Sono un giornalista che scrive, parla e fotografa. Una passione: la bici da corsa. Un sogno: riuscire a far capire anche quello che non capisco.


di CAROLINA VICARI   

(Nel dibattito sulla violenza contro le donne (QUI  e QUI) interviene Carolina Vicari. Questo che segue è il secondo articolo. Il primo è stato pubblicato ieri ( QUI ) E’ E’delegata siciliana dell’Associazione Italiana Donne Medico,Dirigente Medico U.O. Ginecologia ed Ostetricia ARNAS , PO Civico – Palermo 9 )

La violenza sessuale può condurre direttamente a una gravidanza indesiderata o a infezioni a trasmissione sessuale, tra cui l’HIV, attraverso atti sessuali imposti, oppure indirettamente ostacolando la capacità della donna di utilizzare metodi contraccettivi, compresi i preservativi; inoltre l’esperienza di un rapporto sessuale forzato in giovane età riduce la capacità di una donna di considerare la propria sessualità come qualcosa che può controllare.

E’ meno probabile che un’adolescente vittima di stupro utilizzi preservativi o altre forme di contraccezione, aumentando quindi il rischio di rimanere incinta. Rapporti sessuali forzati sono collegati a sanguinamenti o infezioni vaginali, fibromi, minore desiderio sessuale, irritazione dell’area genitali , dolore durante il rapporto e dolore pelvico cronico (40-50% dei casi), infezioni del tratto urinario, più frequente ricorso a IVG (30-40% 2 o più IVG), Malattie sessualmente trasmesse (MTP ), disfunzioni sessuali, sterilità  (Salute fisica OMS, 2002)

Per le donne cadute nella rete della prostituzione, i rischi dell’HIV e di altre malattie a trasmissione sessuale sono particolarmente elevati.(Salute fisica OMS, 2002)  La violenza può essere perpetrata anche durante la gravidanza, con conseguenze non solo per la donna ma anche per il feto. Secondo la WHO nel mondo almeno una donna su quattro è stata vittima di una forma di violenza in gravidanza. Di tutte le morti materne, si stima che il 20% sia riconducibile ad episodi violenti, e, nelle teen-ager, il rischio di morte in gravidanza si presenta addirittura raddoppiato. La violenza in gravidanza assume un particolare rilievo in quanto le persone offese sono due: la gestante ed il feto. La maggior parte delle donne seguono un programma di controlli prenatali ed hanno quindi ripetute occasioni di entrare contatto con il Servizio Sanitario e con operatori con i quali creano facilmente un rapporto di confidenza e di fiducia; inoltre il timore delle possibili conseguenze per il suo bambino spinge la donna ad aprirsi con maggior facilità.
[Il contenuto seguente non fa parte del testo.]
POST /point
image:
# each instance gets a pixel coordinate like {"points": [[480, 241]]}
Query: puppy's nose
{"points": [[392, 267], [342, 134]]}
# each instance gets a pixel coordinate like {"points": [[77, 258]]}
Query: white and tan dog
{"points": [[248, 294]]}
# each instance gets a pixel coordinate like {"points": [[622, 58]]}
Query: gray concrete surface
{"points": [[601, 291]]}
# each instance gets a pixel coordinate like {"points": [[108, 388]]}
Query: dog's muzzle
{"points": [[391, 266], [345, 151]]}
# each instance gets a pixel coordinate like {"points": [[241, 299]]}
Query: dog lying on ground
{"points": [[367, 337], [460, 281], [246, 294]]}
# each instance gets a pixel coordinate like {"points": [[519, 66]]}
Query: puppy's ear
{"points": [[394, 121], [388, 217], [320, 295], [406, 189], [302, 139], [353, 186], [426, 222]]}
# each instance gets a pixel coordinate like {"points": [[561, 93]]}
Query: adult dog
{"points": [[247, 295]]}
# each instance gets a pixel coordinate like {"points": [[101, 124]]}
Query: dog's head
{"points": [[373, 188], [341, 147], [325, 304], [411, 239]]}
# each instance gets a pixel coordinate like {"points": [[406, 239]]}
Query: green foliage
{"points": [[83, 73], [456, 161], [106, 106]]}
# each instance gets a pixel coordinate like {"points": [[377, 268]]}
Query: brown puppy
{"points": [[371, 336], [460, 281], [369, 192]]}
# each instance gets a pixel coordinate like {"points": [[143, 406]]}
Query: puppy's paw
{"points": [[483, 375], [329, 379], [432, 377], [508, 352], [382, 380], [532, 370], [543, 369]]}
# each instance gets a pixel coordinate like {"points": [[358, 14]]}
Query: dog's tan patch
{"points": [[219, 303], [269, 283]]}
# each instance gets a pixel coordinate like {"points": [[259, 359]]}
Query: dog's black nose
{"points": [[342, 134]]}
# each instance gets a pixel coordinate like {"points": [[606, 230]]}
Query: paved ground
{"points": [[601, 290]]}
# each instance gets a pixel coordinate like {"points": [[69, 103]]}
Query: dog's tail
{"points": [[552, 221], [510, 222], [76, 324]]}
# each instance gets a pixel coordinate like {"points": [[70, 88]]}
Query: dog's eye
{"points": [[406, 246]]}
Esistono dei segnali che possono essere colti, una volta acquisita l’abitudine a prendere in considerazione anche questo problema: iniziare tardivamente le cure antenatali, mancare senza motivo alcuni appuntamenti, manifestare eccessiva ansietà nei confronti del     decorso e dell’esito della gravidanza, apparire insicura o infelice e depressa. Anche nel partner possono essere osservati dei comportamenti abbastanza caratteristici ed indicativi: eccessiva sollecitudine, tendenza a non lasciare mai da sola la donna e a rispondere al posto suo, magari correggendo le risposte. È anche possibile rilevare lividi o ferite, solitamente in vario stato di guarigione.   Quello che è essenziale nell’approccio alla donna con dichiarata o sospetta violenza, è un atteggiamento non giudicante, ricordando che a noi spetta raccogliere il racconto e non deciderne la veridicità, il rispetto della confidenzialità, cercare di parlare con la donna da sola nel corso del controllo, avendo a disposizione un interprete che non sia il partner in caso di donne immigrate. Non pretendere mai di forzare decisioni che devono essere maturate nel tempo come la denuncia all’autorità giudiziaria o l’allontanamento dal partner violento;  ornire invece informazioni circa le possibilità che il territorio offre per uscire dalla situazione di abuso, ricordando che parlarne di fronte al partner può esporre la donna ad un grosso rischio.